Towel Art by Hen & Mai
© Quast & Knoblich

In a basement room of the Lancaster Gate Hotel in central London, people are settling down for the ‘Folding Europe’ towel art convention. Elevator music is playing in the background and attendees are offered copious amounts of fruit and water. There are towels resting on the backs of chairs, all in the blue and yellow colours of the EU flag. Over the next hour or so, we’ll learn the art of folding towels into interesting shapes as a way to get through any crisis. “A towel says more than 1,000 words,” guests are told.

By Naomi Larsson

The immersive theatre performance is created by the two Berlin-based artists, Hendrik Quast and Maika Knoblich. Their characters Hen and Mai, two experts in towel folding, are for the first time introducing towel art to the British hospitality industry. Their main expertise? Dealing with difficult emotions in times of political change.

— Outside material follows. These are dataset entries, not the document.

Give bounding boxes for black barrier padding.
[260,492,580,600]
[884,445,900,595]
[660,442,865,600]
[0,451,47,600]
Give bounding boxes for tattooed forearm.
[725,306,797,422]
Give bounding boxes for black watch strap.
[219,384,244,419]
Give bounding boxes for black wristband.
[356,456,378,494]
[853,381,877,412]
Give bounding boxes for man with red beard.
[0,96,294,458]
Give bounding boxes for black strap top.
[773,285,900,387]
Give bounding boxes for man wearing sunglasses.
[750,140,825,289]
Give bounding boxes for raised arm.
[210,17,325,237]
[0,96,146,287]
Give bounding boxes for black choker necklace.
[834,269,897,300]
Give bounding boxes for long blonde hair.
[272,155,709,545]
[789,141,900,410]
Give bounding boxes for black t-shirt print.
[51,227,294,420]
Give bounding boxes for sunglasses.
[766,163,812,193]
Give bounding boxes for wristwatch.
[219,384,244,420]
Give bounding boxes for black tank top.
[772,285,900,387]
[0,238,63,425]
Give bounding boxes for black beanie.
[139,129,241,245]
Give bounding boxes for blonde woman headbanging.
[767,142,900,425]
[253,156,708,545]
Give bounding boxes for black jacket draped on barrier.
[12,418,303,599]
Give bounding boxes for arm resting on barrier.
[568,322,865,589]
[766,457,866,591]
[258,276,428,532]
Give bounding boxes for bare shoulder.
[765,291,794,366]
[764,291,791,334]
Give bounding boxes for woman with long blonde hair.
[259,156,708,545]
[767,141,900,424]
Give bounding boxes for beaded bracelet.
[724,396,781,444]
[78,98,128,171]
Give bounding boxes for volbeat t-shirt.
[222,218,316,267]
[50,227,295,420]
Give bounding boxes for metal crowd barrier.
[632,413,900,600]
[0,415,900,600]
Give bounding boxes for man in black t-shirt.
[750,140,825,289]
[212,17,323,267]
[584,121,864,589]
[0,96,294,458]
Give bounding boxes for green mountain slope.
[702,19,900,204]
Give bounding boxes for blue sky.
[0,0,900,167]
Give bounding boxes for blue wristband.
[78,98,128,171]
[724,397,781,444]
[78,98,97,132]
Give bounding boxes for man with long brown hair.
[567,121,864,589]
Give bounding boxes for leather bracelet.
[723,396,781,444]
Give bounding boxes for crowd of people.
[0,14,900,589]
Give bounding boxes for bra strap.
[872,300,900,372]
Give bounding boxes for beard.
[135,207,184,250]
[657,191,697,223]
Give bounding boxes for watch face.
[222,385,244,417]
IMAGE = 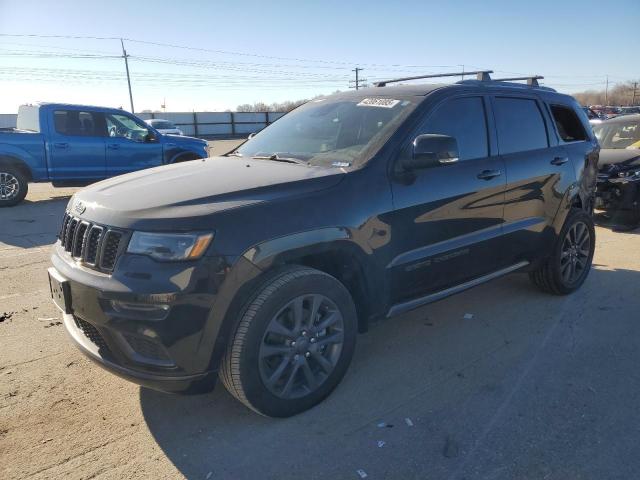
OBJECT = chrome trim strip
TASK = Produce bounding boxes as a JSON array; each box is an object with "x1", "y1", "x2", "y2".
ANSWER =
[{"x1": 387, "y1": 261, "x2": 529, "y2": 318}]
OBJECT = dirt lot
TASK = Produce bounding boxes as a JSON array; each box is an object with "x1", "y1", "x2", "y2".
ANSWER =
[{"x1": 0, "y1": 146, "x2": 640, "y2": 480}]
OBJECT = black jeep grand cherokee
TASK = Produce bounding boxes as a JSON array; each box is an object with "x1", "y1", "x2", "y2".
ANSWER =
[{"x1": 49, "y1": 73, "x2": 599, "y2": 416}]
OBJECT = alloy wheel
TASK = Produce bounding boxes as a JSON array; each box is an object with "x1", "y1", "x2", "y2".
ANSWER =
[
  {"x1": 258, "y1": 294, "x2": 344, "y2": 399},
  {"x1": 0, "y1": 172, "x2": 20, "y2": 200},
  {"x1": 560, "y1": 222, "x2": 591, "y2": 285}
]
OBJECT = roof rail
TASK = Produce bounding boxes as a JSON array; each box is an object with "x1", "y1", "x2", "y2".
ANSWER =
[
  {"x1": 373, "y1": 70, "x2": 493, "y2": 87},
  {"x1": 493, "y1": 75, "x2": 544, "y2": 87}
]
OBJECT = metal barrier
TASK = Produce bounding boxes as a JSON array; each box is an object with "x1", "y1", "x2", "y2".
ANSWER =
[
  {"x1": 0, "y1": 112, "x2": 284, "y2": 138},
  {"x1": 136, "y1": 112, "x2": 284, "y2": 138}
]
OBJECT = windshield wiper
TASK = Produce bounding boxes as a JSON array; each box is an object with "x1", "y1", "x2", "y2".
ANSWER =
[{"x1": 251, "y1": 157, "x2": 309, "y2": 165}]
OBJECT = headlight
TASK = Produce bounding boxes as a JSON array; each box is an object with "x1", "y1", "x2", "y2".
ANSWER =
[
  {"x1": 127, "y1": 232, "x2": 213, "y2": 261},
  {"x1": 618, "y1": 170, "x2": 640, "y2": 179}
]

At the end of the day we all use towels


The show was commissioned as part of the Goethe-Institut London’s Europe Actually programme, a series of events focusing on the European common identity. When there’s political uncertainty and tension, cultural relations and the idea of crossing borders is even more important. Quast and Knoblich’s work was inspired by Brexit, and it brings some humour – albeit through an unusual concept – to the crisis. The performance is especially pertinent as it takes place on the weekend of the original leave date.
 
And how do towels fit into all this? “At the end of the day we all use towels,” Mai explains. Hen and Mai want to share their folding techniques with the world as a way to get through any crisis. Britain is a “traumatised society at the moment”, Mai says, so the answer is to make towel art. Towel art is a way to express emotions, release tension, feel more connected with one another, they say. Towel art is the way we can get over Brexit. If only that were true.
 
“Every separation feels the same: like a kick in the stomach,” says Hen in his opening speech, while carrying a bird-shaped towel on his shoulder. “The solution is not to complain about Brexit. It’s to start feeling again.” Hen and Mai, both wearing matching blue blazers, start with a PowerPoint presentation and narrate the (fake) history of towel artistry, dating back to the time of Cleopatra.
 
They tell the audience about their pre-Brexit tour back in November, where they travelled to leave-voting areas of the UK to get a sense of how they were feeling. I’m later told this was true, and the artists did visit these areas to grasp the political climate in the UK as inspiration for their work. On this trip, Hen & Mai realized that Britain became such a divided society because a lot of people felt disconnected and left behind. For some people, voting Leave was more of a statement than anything else.
 
After a dramatic towel art demonstration by Hen in a dimly lit room, the audience is taught how to make the turtle shape. Indeed, folding towels is surprisingly soothing – the two artists might actually be on to something. Maybe towel art can help us all.   
 
In the third sequence, we find Mai tucked up in a hotel room bed with towel art displaced across the room. She’s surrounded by towel swans, and there are towel snakes coming out of the draw, a towel lobster in the toilet.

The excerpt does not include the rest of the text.